TrainingDatasetについては、上記見ればわかりそう。

sakamomo554101 commented 2 years ago

https://cloud.google.com/python/docs/reference/aiplatform/latest/google.cloud.aiplatform_v1.types.GcsSource

あー、やっぱ、urisにgcsのfile uriのリスト渡せばOKだな。

sakamomo554101 commented 2 years ago

gcsのuriのリスト（training, validationあたり）を取得する必要があるな。

sakamomo554101 commented 2 years ago

あれ、モデル側で、予測対象って、どう決めてたっけ？特に決めてないのか

sakamomo554101 commented 2 years ago

学習時に決めてるはず

sakamomo554101 commented 2 years ago

https://github.com/sakamomo554101/YouyakuAI/blob/master/model_pipeline/components/trainer/src/dataset.py#L79-L91

csvにカラム名は書いてなくて、列数でターゲットを指定してる。 titleがターゲットなので、1列目（0指定）となる。

sakamomo554101 commented 2 years ago

とりあえず、prediction_target_fieldには0入れてみるけど、ダメだったら、csvに列名入れるか。

sakamomo554101 commented 2 years ago

pipelineのビルドでこける。なんだっけ、これ。

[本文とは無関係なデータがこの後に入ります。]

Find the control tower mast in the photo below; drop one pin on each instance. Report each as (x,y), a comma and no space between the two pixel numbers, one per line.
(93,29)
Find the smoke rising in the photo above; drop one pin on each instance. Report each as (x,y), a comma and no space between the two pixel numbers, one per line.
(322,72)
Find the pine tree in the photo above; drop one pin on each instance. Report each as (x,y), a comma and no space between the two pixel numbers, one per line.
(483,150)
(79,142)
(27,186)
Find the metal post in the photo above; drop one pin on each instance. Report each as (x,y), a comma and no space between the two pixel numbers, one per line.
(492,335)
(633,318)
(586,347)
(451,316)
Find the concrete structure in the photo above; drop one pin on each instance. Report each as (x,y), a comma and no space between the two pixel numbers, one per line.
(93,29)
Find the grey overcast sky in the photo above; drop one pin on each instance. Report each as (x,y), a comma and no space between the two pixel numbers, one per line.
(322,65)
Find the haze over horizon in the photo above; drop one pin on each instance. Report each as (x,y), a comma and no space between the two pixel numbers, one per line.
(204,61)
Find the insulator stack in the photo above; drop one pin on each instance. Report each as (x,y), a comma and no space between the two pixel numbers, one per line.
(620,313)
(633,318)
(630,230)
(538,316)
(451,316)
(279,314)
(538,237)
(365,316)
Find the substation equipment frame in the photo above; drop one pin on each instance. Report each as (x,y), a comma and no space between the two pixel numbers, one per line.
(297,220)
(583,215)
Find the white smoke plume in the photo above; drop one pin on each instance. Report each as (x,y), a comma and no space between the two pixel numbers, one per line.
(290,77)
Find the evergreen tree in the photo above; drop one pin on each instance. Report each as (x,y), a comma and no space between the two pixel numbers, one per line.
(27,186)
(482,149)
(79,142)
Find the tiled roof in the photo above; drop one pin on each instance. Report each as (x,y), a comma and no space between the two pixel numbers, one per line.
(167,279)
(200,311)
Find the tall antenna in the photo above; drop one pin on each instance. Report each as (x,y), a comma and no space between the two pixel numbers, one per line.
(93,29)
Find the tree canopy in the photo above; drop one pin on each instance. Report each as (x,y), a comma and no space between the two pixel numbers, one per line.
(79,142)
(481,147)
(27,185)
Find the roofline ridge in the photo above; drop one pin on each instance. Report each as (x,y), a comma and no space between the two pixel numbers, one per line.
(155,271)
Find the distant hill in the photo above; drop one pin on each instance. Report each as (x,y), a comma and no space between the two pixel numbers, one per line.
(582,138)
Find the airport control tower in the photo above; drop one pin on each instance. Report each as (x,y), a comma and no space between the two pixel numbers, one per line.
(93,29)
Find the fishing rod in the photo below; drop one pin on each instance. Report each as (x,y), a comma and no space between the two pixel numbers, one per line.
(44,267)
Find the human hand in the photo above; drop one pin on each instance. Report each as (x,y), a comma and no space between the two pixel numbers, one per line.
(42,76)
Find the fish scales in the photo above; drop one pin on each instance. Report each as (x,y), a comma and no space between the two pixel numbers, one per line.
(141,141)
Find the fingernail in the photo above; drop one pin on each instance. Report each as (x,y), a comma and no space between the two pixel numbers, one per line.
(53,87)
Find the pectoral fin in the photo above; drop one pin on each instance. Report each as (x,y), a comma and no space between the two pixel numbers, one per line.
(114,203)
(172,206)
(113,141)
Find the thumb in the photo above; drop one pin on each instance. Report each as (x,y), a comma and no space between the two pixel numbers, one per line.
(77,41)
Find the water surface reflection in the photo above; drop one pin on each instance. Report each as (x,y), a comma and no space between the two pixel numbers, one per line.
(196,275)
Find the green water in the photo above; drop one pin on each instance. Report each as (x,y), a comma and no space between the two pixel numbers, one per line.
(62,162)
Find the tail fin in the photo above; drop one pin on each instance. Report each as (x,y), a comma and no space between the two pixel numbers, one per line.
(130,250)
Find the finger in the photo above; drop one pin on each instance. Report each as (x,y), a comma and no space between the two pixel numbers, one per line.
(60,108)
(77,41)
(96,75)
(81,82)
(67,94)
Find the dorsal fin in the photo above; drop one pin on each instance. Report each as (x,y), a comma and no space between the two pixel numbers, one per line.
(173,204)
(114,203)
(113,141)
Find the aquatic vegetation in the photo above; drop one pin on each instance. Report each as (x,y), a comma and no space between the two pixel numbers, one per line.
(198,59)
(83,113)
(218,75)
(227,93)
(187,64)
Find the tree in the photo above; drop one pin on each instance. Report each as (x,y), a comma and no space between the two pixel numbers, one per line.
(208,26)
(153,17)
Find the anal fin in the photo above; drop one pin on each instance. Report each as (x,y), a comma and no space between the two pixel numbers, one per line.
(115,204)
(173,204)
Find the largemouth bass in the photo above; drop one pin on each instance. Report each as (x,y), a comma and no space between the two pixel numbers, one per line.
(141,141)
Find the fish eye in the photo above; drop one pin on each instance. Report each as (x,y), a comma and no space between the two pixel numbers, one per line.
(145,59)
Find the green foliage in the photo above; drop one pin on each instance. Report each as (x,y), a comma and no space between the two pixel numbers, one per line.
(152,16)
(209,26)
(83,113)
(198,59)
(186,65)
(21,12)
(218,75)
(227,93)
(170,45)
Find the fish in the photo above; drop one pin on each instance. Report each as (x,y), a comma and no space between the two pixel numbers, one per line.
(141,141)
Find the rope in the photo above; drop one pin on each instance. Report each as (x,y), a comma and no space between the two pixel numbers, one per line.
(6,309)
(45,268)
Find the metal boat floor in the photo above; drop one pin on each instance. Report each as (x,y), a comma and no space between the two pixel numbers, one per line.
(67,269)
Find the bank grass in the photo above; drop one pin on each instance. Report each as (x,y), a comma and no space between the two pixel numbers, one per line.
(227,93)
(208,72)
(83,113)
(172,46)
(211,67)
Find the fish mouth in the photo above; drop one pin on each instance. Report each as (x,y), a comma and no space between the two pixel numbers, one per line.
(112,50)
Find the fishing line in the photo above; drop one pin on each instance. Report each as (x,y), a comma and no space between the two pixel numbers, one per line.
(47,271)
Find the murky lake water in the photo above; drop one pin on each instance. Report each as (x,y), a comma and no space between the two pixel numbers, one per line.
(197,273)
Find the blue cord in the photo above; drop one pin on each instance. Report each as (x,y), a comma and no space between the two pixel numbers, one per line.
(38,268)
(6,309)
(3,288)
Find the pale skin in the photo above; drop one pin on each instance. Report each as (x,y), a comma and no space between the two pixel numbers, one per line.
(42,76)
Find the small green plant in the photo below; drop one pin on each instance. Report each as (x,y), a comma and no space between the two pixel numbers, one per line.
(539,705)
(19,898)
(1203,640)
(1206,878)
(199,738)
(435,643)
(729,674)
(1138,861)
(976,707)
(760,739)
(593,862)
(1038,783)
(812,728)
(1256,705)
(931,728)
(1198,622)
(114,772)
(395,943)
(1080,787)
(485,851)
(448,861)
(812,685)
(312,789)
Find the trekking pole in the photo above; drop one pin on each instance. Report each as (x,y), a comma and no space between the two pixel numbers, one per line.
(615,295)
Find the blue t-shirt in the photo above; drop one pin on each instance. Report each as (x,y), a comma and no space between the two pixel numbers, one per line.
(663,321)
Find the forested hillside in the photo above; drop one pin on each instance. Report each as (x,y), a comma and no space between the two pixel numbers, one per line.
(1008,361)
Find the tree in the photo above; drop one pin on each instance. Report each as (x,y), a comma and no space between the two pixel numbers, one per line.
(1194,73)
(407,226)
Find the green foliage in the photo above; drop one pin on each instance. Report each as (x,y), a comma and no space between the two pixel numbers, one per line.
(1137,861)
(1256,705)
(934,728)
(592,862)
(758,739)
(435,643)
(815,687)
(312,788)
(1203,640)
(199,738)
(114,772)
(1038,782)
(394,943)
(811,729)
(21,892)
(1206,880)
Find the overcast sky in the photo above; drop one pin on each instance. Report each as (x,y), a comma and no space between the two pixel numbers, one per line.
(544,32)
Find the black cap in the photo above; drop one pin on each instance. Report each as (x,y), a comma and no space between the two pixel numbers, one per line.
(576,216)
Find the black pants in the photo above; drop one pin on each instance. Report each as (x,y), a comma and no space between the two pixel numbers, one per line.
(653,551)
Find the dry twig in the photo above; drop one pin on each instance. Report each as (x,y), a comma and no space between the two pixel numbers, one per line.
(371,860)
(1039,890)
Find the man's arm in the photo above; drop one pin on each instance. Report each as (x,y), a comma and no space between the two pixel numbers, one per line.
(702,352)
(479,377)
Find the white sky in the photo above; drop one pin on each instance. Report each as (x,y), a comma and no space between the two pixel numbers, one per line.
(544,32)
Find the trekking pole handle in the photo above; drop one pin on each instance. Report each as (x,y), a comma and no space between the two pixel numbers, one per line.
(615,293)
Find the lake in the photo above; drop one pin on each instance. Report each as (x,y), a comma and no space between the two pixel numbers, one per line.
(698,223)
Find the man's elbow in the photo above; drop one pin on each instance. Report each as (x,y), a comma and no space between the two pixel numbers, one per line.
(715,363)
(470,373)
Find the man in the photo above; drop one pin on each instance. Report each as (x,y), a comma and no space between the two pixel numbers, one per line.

ListでpipelineParamsを受け取っているのが問題？

Traceback (most recent call last):
  File "model_pipeline/pipeline.py", line 844, in <module>
    pipeline_instance.compile_pipeline(
  File "model_pipeline/pipeline.py", line 280, in compile_pipeline
    v2_compiler.Compiler().compile(
  File "/Users/shotasakamoto/.pyenv/versions/3.8.3/lib/python3.8/site-packages/kfp/v2/compiler/compiler.py", line 1274, in compile
    pipeline_job = self._create_pipeline_v2(
  File "/Users/shotasakamoto/.pyenv/versions/3.8.3/lib/python3.8/site-packages/kfp/v2/compiler/compiler.py", line 1196, in _create_pipeline_v2
    pipeline_func(*args_list)
  File "model_pipeline/pipeline.py", line 382, in kfp_youyakuai_pipeline
    monitoring_op = self.create_monitoring_op(
  File "model_pipeline/pipeline.py", line 717, in create_monitoring_op
    return monitoring_func(
  File "/Users/shotasakamoto/.pyenv/versions/3.8.3/lib/python3.8/site-packages/kfp/components/_dynamic.py", line 53, in Monitoring func
    return dict_func(locals())  # noqa: F821 TODO
  File "/Users/shotasakamoto/.pyenv/versions/3.8.3/lib/python3.8/site-packages/kfp/components/_components.py", line 386, in create_task_object_from_component_and_pythonic_arguments
    return _create_task_object_from_component_and_arguments(
  File "/Users/shotasakamoto/.pyenv/versions/3.8.3/lib/python3.8/site-packages/kfp/components/_components.py", line 323, in _create_task_object_from_component_and_arguments
    task = _container_task_constructor(
  File "/Users/shotasakamoto/.pyenv/versions/3.8.3/lib/python3.8/site-packages/kfp/dsl/_component_bridge.py", line 319, in _create_container_op_from_component_and_arguments
    _attach_v2_specs(task, component_spec, original_arguments)
  File "/Users/shotasakamoto/.pyenv/versions/3.8.3/lib/python3.8/site-packages/kfp/dsl/_component_bridge.py", line 593, in _attach_v2_specs
    json.dumps(argument_value))
  File "/Users/shotasakamoto/.pyenv/versions/3.8.3/lib/python3.8/json/__init__.py", line 231, in dumps
    return _default_encoder.encode(obj)
  File "/Users/shotasakamoto/.pyenv/versions/3.8.3/lib/python3.8/json/encoder.py", line 199, in encode
    chunks = self.iterencode(o, _one_shot=True)
  File "/Users/shotasakamoto/.pyenv/versions/3.8.3/lib/python3.8/json/encoder.py", line 257, in iterencode
    return _iterencode(o, 0)
  File "/Users/shotasakamoto/.pyenv/versions/3.8.3/lib/python3.8/json/encoder.py", line 179, in default
    raise TypeError(f'Object of type {o.__class__.__name__} '
TypeError: Object of type PipelineParam is not JSON serializable

sakamomo554101 commented 2 years ago

dataset_gcs_source_uris=dataset_gcs_source_uris の所をコメントアウトすると、コンパイルできるから、List指定が問題そう。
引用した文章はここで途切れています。